Investors need to be warned that passive funds tracking specialised indices only work in certain markets and do not guarantee outperformance, a research paper has claimed.
Some passive funds track an index that has been constructed based on a certain factor. This criterion can range from a focus on companies that pay dividends to a decision to hold an equal weighting of each stock within an index.
Funds that follow such specialised indices have become known as ‘smart beta’ vehicles.
ERI Scientific Beta, which provides smart beta products, has said those smart beta funds that track equally-weighted indices may not always outperform, in spite of claims by proponents that they are all-weather investments.
An ‘equally-weighted’ approach is designed to overcome the supposedly inherent problems within a conventional market capitalisation-weighted index, which sees larger companies dominate the index. Such indices have been criticised for placing too much emphasis on overvalued stocks while giving too little prominence to undervalued companies.
The solution, according to smart beta enthusiasts, is a product that assigns the same weighting to each stock within an index – for example, a FTSE 100 tracker that has 1 per cent of its assets invested in each stock within the index.
This equally-weighted approach is designed to give more exposure to the lower end of the index, the part that is perceived to create more ‘value’.
Smart beta products that label themselves as having a ‘value’ strategy can take a variety of approaches but the most basic is being equally-weighted.

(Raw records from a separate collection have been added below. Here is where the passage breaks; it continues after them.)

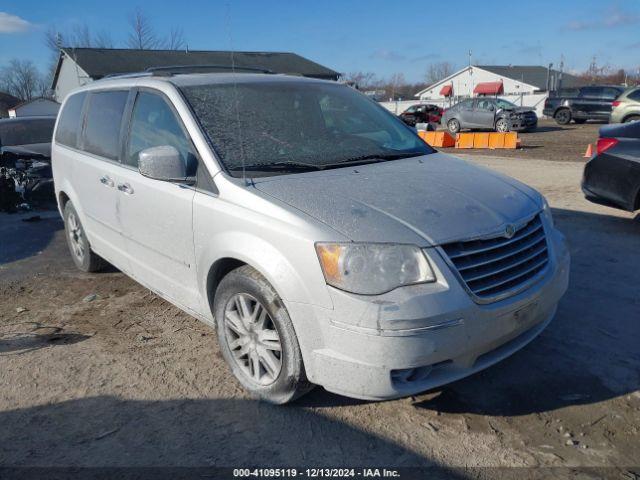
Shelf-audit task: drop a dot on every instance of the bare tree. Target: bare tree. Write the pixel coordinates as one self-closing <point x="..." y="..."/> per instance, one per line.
<point x="142" y="35"/>
<point x="438" y="71"/>
<point x="395" y="84"/>
<point x="175" y="40"/>
<point x="22" y="79"/>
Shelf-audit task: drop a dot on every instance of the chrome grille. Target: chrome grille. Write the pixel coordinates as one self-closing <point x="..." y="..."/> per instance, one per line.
<point x="497" y="267"/>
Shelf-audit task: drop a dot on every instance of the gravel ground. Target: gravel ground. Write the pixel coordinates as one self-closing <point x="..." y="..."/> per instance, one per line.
<point x="97" y="370"/>
<point x="549" y="141"/>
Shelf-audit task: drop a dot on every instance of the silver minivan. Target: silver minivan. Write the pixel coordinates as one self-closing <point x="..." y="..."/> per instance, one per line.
<point x="324" y="240"/>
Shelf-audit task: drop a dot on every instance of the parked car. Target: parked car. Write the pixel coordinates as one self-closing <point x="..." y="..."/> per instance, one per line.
<point x="582" y="104"/>
<point x="489" y="113"/>
<point x="612" y="176"/>
<point x="25" y="161"/>
<point x="626" y="108"/>
<point x="421" y="114"/>
<point x="30" y="133"/>
<point x="326" y="242"/>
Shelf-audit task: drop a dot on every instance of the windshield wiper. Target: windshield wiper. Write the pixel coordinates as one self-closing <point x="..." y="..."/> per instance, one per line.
<point x="287" y="166"/>
<point x="373" y="158"/>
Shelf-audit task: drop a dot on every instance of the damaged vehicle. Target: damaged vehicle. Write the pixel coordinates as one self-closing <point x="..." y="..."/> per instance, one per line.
<point x="485" y="113"/>
<point x="25" y="162"/>
<point x="321" y="237"/>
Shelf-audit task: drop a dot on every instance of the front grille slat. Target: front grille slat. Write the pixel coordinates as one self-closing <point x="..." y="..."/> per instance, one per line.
<point x="510" y="266"/>
<point x="528" y="243"/>
<point x="498" y="267"/>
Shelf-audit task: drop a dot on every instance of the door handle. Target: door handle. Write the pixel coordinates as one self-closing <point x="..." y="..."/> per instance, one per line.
<point x="125" y="188"/>
<point x="106" y="181"/>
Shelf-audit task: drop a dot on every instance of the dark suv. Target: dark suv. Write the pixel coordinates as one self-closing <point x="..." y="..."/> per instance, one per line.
<point x="582" y="104"/>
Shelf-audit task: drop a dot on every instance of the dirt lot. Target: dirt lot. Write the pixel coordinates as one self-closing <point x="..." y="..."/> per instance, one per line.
<point x="96" y="370"/>
<point x="549" y="142"/>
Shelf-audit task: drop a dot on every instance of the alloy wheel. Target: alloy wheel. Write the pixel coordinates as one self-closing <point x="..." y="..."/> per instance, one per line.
<point x="253" y="339"/>
<point x="75" y="236"/>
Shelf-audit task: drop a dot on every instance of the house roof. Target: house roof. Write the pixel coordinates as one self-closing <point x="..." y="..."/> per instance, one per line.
<point x="33" y="100"/>
<point x="533" y="75"/>
<point x="99" y="62"/>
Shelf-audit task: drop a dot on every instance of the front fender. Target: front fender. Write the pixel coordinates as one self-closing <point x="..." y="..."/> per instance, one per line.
<point x="290" y="265"/>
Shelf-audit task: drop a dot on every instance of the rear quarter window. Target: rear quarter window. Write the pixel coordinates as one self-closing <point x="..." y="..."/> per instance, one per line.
<point x="104" y="118"/>
<point x="70" y="122"/>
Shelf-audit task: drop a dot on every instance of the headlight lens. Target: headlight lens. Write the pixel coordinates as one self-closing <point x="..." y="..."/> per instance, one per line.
<point x="371" y="268"/>
<point x="546" y="211"/>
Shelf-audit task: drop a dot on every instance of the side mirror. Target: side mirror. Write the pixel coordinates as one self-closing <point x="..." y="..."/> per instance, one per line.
<point x="162" y="163"/>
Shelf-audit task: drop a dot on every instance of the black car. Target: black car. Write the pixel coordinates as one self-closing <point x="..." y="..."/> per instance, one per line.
<point x="421" y="114"/>
<point x="25" y="161"/>
<point x="612" y="176"/>
<point x="488" y="113"/>
<point x="582" y="104"/>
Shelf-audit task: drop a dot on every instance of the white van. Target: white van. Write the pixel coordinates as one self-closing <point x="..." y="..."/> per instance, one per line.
<point x="326" y="242"/>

But ERI Scientific Beta, which is the index arm of the EDHEC-Risk Institute, has claimed there is no evidence such funds can consistently outperform.
In a study entitled ‘Robustness of Smart Beta Strategies’, ERI Scientific Beta put forward the case for a diversified portfolio of smart beta factors.
The study said there was “no positive and statistically significant long-term risk premium for a ‘value’ factor definition that relies on the approach termed ‘fundamental’, even though this approach is highly popular with investors and index providers”.
The ERI Scientific Beta study claimed many such approaches could only be described as “relatively robust”, in that they only outperform if market conditions at the time favour such a strategy rather than outperform throughout a market cycle.
The study warned: “The existence of so many smart beta strategies, coupled with so little information on justifications of their performances, could cast doubts over the very usefulness of these strategies.”
It cited a survey that the EDHEC-Risk Institute had undertaken that found the primary reason respondents chose not to invest in smart beta products was that they were unsure about the “robustness” of the claimed outperformance of the various strategies.
The study instead advocated an approach that would attempt to generate “absolute robustness”, which would be a “strategy shown to outperform, irrespective of prevailing market conditions”.